MIME types could be added easily.
- From the file system information
This information is usually kept in one place in the file
system and can be found in a quick access. Things that can
be interpreted from this include the Size of the
file in bytes and the Last-Revision-Date.
- From the contents of the file
This is expensive to create and update since it requires
expanding the presentation nesting.
Essence[Hardy95a] does sophisticated
work on the contents but this software limited itself to
extracting author information (Author-Name and
Author-Email) from USENET and mail files.
Because all of the above are generated by software, when they
change, the software can update the metadata.
update-afa-indices operates on a directory tree (or
subtree of it). In each directory, there is a single index file
AFA-INDEX containing the templates for each of the files
and directories in there. There is also a configuration file
.ixconfig that allows specific files or directories to
be excluded from the index. This allows mirrored areas to be
kept the same as the remote site, but not all the files need to
be shown. For example, if the entire contents of a text index
file are represented in the index, there is no need to include a
reference to that file.
The program walks the tree, reading the IAFA indices and looks
for differences between the templates and the entries in the file
system for items 1 and 2 from the list above. Only if there is a
difference, is item 3 is calculated, since it is an expensive
operation. If the entry is new, it is appended to the end of the
index. Files or directories that have been deleted are
automatically removed from the index. After all the processing
is done, the index file is sorted by fields that are
configurable by the .ixconfig file.
Adding hand-written Metadata to the IAFA indices
In addition to the above automatically added metadata, there is
scope for the administrator to add lots more fields which are
difficult for automatic software to pick out such as
Title and Description - the main one which
describes the contents. These are not checked or altered by the
software when it does updates.
Building derived indices from IAFA indices (afa-to-others)
This program reads the IAFA indices files
and generates derived indices, specific to particular access
methods. For example, given the following template:
Template-Type: EVENT
Description: Call for papers for the Fifth International Conference on Parallel
Computing (ParCo'95) being held from 19th-22nd September 1995 at
International Conference Center, Gent, Belgium.
Topics:
Applications and Algorithms; Systems Software and Hardware.

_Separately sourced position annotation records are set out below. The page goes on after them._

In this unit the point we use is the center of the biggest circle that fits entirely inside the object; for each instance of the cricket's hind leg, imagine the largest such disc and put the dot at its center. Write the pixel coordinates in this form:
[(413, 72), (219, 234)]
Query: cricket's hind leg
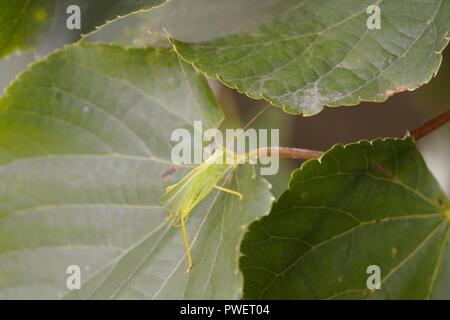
[(186, 243), (241, 197)]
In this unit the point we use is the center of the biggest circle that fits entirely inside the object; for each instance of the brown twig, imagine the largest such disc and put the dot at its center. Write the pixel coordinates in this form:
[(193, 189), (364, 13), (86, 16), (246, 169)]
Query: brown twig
[(431, 125), (292, 153)]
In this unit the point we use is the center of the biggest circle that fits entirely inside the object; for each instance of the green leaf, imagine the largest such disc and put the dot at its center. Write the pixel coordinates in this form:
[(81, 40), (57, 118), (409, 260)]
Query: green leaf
[(84, 158), (367, 203), (321, 53), (24, 23)]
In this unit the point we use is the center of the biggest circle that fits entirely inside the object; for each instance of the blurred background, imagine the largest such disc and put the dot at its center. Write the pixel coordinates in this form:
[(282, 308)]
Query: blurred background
[(393, 118)]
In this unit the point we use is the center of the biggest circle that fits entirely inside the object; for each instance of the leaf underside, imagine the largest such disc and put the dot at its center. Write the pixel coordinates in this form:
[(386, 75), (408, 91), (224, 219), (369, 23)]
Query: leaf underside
[(84, 158), (362, 204)]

Deadlines: Abstracts: 31st January 1995; Notification: 15th April
1995; Posters: 30th June 1995.
See also <URL:http://www.elis.rug.ac.be/announce/parco95/cfp.html>
Author-Email: a.n.author@host.site.country
Author-Name: A. N. Author
Title: Fifth International Conference on Parallel Computing
X-Acronym: ParCo'95
X-End-Date: 1995-09-22
X-Expires-Date: 1995-09-22
X-Start-Date: 1995-09-19
Format-v0: ASCII document
Format-v1: PostScript document
Last-Revision-Date-v0: Wed, Jan 11 11:24:39 1995 GMT
Last-Revision-Date-v1: Wed, Sep 21 10:41:01 1994 GMT
Size-v0: 4516
Size-v1: 71330
URI-v0: parco95.ascii
URI-v1: parco95.ps
X-Gopher-Description-v0: 5th Int. Conference on Parallel Computing
(ParCo'95) CFP (ASCII)
X-Gopher-Description-v1: 5th Int. Conference on Parallel Computing
(ParCo'95) CFP (PS)
which describes a pair of files for a conference call. The derived text index output would be:
parco95.ascii
"Fifth International Conference on Parallel Computing"
Call for papers for the Fifth International Conference on Parallel
Computing (ParCo'95) being held from 19th-22nd September 1995 at
International Conference Center, Gent, Belgium.

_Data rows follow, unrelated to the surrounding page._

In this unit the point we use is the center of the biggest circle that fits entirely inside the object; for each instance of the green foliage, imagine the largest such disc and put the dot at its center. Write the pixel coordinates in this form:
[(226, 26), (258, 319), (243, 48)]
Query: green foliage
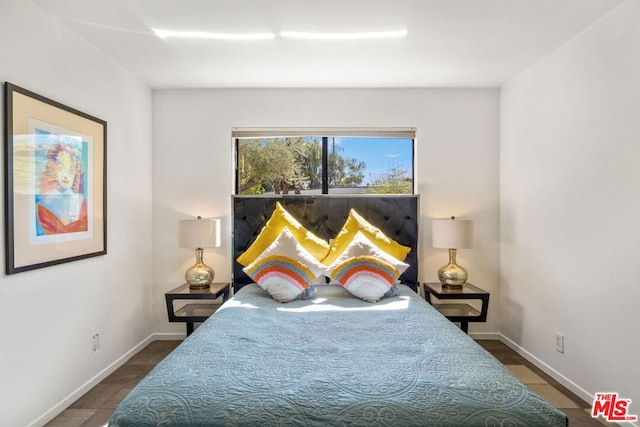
[(282, 165), (344, 171), (394, 182)]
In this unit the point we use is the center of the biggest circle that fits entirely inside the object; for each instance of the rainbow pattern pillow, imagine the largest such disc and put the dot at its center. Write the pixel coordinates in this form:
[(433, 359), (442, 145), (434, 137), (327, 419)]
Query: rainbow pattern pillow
[(357, 224), (285, 269), (280, 219), (366, 277), (365, 270)]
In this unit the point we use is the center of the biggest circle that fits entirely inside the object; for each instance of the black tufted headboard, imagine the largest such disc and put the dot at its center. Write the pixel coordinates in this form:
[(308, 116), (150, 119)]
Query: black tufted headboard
[(397, 216)]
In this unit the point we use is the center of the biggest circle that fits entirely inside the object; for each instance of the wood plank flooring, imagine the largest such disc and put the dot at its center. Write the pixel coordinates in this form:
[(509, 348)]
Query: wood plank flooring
[(95, 407)]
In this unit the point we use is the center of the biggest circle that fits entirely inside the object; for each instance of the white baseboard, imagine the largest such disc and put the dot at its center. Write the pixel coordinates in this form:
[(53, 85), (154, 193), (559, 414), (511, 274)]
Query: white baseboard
[(575, 388), (485, 336), (75, 395), (80, 391)]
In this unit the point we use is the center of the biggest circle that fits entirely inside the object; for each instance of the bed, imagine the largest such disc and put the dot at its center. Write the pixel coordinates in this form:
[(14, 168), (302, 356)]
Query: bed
[(332, 359)]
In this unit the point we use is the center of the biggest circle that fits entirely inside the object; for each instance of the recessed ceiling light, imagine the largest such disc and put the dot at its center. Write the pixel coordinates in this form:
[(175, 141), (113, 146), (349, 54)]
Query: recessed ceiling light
[(344, 36), (206, 35)]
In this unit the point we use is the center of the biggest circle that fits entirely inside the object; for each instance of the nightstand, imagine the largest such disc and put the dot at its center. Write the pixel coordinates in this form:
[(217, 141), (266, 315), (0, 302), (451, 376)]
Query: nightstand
[(459, 312), (192, 313)]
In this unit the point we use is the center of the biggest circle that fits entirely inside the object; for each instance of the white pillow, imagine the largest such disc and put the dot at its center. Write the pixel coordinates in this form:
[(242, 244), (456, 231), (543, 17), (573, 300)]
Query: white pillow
[(365, 270), (285, 269)]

Topics: Applications and Algorithms; Systems Software and Hardware.
Deadlines: Abstracts: 31st January 1995; Notification: 15th April
1995; Posters: 30th June 1995.
See also <URL:http://www.elis.rug.ac.be/announce/parco95/cfp.html>
Author: A. N. Author <a.n.author@host.site.country>. [ASCII document]
parco95.ps
"Fifth International Conference on Parallel Computing"

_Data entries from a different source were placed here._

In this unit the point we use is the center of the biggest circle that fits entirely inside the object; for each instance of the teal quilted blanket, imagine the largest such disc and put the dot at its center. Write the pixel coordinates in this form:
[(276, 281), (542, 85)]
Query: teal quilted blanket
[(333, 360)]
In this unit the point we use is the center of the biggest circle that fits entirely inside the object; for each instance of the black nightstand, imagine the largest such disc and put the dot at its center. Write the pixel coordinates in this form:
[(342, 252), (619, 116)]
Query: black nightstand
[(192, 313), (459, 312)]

Call for papers for the Fifth International Conference on Parallel
Computing (ParCo'95) being held from 19th-22nd September 1995 at
International Conference Center, Gent, Belgium.
Topics: Applications and Algorithms; Systems Software and Hardware.
Deadlines: Abstracts: 31st January 1995; Notification: 15th April
1995; Posters: 30th June 1995.
See also <URL:http://www.elis.rug.ac.be/announce/parco95/cfp.html>
Author: A. N. Author <a.n.author@host.site.country>. [PostScript document]
and the derived gopher elements would be these entries in the gopher tree:
5th Int. Conference on Parallel Computing (ParCo'95) CFP (ASCII)
5th Int. Conference on Parallel Computing (ParCo'95) CFP (PS)
and the HTML element would be (as part of a conformant HTML 2.0 index file):
<DL>
<DT><A NAME="parco95.ascii" HREF="parco95.ascii"><STRONG>Fifth Internati\
onal Conference on Parallel Computing (<EM>ParCo'95</EM>)</STRONG></A> [\
ASCII document] (4516 bytes)<BR>
<DT><A NAME="parco95.ps" HREF="parco95.ps"><STRONG>Fifth International C\
onference on Parallel Computing (<EM>ParCo'95</EM>)</STRONG></A> [PostScri\
pt document] (71330 bytes)<BR>
<DD>Call for papers for the Fifth International Conference on Parallel
Computing (ParCo'95) being held from 19th-22nd September 1995 at
International Conference Center, Gent, Belgium. <P>
<EM>Topics:</EM>
Applications and Algorithms; Systems Software and Hardware.<P>
<EM>Deadlines:</EM> Abstracts: 31st January 1995; Notification: 15th April
1995; Posters: 30th June 1995.<P>
See also <A HREF="http://www.elis.rug.ac.be/announce/parco95/cfp.html">htt\
p://www.elis.rug.ac.be/announce/parco95/cfp.html</A><P>
Author: A. N. Author (<EM>a.n.author@host.site.country</EM>).
</DL>
which looks like this when displayed formatted:
- Fifth International Conference on Parallel Computing (ParCo'95) [ASCII document] (4516 bytes)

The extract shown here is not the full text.